You install the chromakey sweep as you would the white sweep, again you may need to steam or press the sweep to remove the creases incurred in shipping.
Once we had the sweep prepped, we placed it in the LiteIgloo and set our new subject on the surface (figure 53).
For our first setup, we placed the lights at 90 degrees from the right and left with the lights centered on the side panels of the LiteIgloo. We checked our exposure, focused, and shot our results set (figures 54-56).
Our result set shows how each light creates an edge on either side of the bottle and gives the subject a sense of shape.
For our next setup, we moved the left light to the right side of the set and placed it so that it focused the light on the top and right panel. We moved the right light forward so that it focused on the front of the right panel. Again we checked our focus and shot a set of results (figures 58-60).
Here we see that with both the lights on the right side of the set, the shape of the bottle is better; it feels much more round. And we have carried the highlight all the way down the right side of the subject.
In figures 61 and 62 we show a couple examples of what can be done with the subject once you have applied a masking program.
To review our steps we will repeat the set shots and the final image for each set up with both lights on.
Both lights at 90 degrees with the light focused on the right and left side panels (figures 63 and 64).
Both lights at 45 degrees from the front with the light raised a few inches and focused on the right and left corners (figures 65 and 66).
The left light moved to the back focusing on the back left corner, and the right light remains in the same position (figures 67 and 68).
Both lights moved to the back of the LiteIgloo focused on the right and left corners (figures 69 and 70).
The left light moved to the front left corner, lowered and tipped up to allow the light fall off a little across the LiteIgloo. The right light lifted up to about five feet and tipped down to focus on the backside of the top panel (figures 71 and 72).
For our shot of the wine bottle, both lights at 90 degrees focused on the right and left panels of the LiteIgloo (figures 73 and 74).
Left light moved to the right, focused on the right and top panels, and the left light moved forward focused on the front of the right panel (figures 75 and 76).

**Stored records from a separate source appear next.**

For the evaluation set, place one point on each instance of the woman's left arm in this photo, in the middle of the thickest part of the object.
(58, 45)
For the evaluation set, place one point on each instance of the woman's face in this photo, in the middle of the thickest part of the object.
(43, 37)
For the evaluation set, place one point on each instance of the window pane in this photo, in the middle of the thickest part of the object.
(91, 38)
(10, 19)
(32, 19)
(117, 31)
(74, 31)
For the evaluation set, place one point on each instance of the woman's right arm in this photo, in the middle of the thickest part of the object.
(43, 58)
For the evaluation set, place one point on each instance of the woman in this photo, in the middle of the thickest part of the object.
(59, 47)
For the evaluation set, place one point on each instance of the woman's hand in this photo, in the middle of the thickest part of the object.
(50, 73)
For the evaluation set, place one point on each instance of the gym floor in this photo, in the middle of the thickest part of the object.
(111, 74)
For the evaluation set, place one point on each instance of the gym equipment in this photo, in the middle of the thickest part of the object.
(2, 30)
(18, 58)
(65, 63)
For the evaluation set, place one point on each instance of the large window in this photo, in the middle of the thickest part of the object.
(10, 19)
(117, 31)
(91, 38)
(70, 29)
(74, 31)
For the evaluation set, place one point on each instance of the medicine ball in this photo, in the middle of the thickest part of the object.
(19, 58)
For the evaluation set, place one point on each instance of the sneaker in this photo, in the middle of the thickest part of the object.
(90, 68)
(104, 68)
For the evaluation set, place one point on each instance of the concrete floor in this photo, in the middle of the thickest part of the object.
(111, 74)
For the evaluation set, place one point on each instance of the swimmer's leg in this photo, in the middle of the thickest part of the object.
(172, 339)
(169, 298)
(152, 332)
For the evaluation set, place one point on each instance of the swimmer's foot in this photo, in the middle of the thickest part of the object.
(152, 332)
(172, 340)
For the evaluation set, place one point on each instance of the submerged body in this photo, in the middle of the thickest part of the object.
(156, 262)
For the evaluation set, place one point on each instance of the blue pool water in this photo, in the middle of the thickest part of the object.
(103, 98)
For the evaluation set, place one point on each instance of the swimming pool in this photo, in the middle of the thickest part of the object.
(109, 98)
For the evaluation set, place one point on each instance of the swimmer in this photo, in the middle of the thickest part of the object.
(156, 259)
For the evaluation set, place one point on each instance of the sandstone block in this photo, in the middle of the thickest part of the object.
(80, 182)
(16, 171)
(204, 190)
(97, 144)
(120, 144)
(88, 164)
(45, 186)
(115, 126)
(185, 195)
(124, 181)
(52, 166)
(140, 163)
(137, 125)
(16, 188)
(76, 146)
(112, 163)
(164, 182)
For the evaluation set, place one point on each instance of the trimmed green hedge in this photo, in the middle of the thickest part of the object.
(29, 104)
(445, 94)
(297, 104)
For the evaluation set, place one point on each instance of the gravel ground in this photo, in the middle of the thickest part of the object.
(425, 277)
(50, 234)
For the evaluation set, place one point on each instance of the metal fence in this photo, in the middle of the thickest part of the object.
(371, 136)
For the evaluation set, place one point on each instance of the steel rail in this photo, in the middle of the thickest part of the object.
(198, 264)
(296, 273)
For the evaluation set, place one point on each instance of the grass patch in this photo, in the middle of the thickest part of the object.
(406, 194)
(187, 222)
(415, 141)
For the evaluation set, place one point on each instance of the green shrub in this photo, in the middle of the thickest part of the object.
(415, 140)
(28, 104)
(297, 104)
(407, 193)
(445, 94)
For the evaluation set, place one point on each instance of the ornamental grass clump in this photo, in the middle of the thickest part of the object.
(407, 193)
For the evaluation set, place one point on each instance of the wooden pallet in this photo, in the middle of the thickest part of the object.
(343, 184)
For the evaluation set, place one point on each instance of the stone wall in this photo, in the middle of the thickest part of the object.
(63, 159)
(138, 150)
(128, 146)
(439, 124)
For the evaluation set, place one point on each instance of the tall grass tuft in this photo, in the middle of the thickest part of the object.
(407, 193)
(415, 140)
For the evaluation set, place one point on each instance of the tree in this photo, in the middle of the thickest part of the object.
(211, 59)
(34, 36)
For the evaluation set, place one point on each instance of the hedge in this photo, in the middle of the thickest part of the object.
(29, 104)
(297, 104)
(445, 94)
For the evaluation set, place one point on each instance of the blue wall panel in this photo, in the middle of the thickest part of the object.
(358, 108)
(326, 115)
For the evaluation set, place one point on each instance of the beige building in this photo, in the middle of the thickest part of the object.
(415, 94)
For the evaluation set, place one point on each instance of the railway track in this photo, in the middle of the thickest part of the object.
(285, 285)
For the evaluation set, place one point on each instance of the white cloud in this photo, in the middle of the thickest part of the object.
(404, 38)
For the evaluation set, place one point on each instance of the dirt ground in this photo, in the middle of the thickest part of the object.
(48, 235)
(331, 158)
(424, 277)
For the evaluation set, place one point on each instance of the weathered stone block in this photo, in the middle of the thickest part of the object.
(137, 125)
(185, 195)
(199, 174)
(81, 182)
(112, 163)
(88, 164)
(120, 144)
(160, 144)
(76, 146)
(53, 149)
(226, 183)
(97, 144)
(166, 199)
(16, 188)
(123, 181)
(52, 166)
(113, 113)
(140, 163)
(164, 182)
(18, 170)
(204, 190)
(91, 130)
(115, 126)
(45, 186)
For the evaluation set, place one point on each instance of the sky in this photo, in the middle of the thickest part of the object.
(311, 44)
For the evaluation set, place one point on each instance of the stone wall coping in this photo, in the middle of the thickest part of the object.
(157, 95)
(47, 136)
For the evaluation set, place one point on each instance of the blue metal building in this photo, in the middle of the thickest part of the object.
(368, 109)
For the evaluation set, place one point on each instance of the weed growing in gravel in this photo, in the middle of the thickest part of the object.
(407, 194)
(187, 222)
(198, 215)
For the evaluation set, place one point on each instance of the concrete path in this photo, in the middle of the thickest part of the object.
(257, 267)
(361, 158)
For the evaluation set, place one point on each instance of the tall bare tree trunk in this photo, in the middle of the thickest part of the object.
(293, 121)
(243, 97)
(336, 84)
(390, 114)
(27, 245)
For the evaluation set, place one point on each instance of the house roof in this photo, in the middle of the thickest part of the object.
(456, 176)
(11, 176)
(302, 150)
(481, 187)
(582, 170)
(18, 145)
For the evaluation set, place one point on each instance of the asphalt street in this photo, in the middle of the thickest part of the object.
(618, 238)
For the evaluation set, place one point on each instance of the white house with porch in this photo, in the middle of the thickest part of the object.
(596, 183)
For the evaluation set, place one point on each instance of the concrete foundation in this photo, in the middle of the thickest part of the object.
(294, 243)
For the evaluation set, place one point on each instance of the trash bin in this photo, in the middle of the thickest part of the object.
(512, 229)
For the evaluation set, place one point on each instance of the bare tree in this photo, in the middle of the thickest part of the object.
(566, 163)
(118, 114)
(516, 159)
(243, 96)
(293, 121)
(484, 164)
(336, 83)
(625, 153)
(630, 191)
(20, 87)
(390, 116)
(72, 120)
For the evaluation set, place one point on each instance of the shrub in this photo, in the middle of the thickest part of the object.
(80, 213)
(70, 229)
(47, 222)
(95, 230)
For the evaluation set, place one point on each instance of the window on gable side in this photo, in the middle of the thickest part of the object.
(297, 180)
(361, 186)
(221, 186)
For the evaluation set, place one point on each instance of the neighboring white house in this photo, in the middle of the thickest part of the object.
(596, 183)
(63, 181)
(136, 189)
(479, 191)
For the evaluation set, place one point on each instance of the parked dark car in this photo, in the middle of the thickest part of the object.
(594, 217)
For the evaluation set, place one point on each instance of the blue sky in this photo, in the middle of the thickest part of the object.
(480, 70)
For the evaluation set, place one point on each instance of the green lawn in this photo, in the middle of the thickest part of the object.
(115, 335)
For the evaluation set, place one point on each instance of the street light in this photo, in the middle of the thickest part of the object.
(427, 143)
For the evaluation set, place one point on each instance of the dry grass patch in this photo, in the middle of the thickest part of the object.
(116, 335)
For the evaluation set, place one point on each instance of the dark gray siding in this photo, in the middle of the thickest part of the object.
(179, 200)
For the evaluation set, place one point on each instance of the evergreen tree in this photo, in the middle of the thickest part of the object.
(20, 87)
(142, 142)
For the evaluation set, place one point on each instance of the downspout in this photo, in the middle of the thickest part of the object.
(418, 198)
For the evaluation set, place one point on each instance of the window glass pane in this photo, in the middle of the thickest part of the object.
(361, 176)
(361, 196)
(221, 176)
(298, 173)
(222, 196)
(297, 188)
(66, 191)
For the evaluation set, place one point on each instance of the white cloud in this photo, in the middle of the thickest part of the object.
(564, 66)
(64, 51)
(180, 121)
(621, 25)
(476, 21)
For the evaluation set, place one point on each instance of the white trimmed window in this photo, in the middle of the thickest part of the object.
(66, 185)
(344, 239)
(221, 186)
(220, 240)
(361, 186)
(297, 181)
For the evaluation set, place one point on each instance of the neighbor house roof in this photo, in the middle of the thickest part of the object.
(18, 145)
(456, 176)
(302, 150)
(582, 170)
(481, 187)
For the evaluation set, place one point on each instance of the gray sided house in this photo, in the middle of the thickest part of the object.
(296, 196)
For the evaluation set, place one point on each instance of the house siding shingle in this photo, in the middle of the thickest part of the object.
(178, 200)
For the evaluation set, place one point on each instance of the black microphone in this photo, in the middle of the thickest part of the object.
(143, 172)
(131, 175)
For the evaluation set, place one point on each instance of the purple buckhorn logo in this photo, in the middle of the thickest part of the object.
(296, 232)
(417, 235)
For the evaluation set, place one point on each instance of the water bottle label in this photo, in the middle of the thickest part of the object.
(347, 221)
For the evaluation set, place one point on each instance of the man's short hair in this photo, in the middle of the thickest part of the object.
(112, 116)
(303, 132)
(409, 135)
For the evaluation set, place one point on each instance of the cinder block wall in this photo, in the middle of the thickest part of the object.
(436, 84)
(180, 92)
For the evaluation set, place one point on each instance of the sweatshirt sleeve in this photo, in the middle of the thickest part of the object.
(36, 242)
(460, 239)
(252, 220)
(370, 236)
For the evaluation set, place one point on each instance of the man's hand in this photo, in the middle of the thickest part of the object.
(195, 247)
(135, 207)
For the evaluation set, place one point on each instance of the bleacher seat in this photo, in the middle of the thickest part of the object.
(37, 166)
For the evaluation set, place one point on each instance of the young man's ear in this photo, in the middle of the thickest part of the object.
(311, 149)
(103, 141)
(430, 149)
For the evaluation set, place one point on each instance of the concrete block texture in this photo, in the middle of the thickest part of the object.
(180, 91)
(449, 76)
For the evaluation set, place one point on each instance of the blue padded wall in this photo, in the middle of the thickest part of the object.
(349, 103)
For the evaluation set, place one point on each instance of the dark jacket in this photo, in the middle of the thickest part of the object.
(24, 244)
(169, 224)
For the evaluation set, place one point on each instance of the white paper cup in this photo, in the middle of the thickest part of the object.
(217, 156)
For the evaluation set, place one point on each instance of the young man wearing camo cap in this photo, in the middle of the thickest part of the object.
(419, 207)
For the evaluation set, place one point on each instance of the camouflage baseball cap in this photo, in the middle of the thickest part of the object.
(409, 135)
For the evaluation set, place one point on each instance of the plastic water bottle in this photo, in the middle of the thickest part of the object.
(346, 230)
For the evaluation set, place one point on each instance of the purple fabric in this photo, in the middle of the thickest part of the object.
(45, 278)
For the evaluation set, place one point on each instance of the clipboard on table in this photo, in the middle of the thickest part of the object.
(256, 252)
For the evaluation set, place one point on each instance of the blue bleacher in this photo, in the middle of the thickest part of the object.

As you can see taking great shots can be a snap when you can control the environment. The LiteIgloo gives you that control.
Set up and tear down take no time at all, we set up the First Studio Product Kit including the enclosure, the stands, the lights, and the camera in about five minutes. We spent about five minutes ironing the sweep and arranging the spurs. Then we spent about fifteen minutes shooting and arranging the lights for our examples and another ten minutes downloading and evaluating the shots we took. Then we packed up all the gear and were ready to go. The entire process took about 40 minutes.
So whether you have one or two shots to do, or you want to shoot a catalog or images for your web site, the First Studio Product Kit by Photoflex offers all the stuff you need and takes up very little space.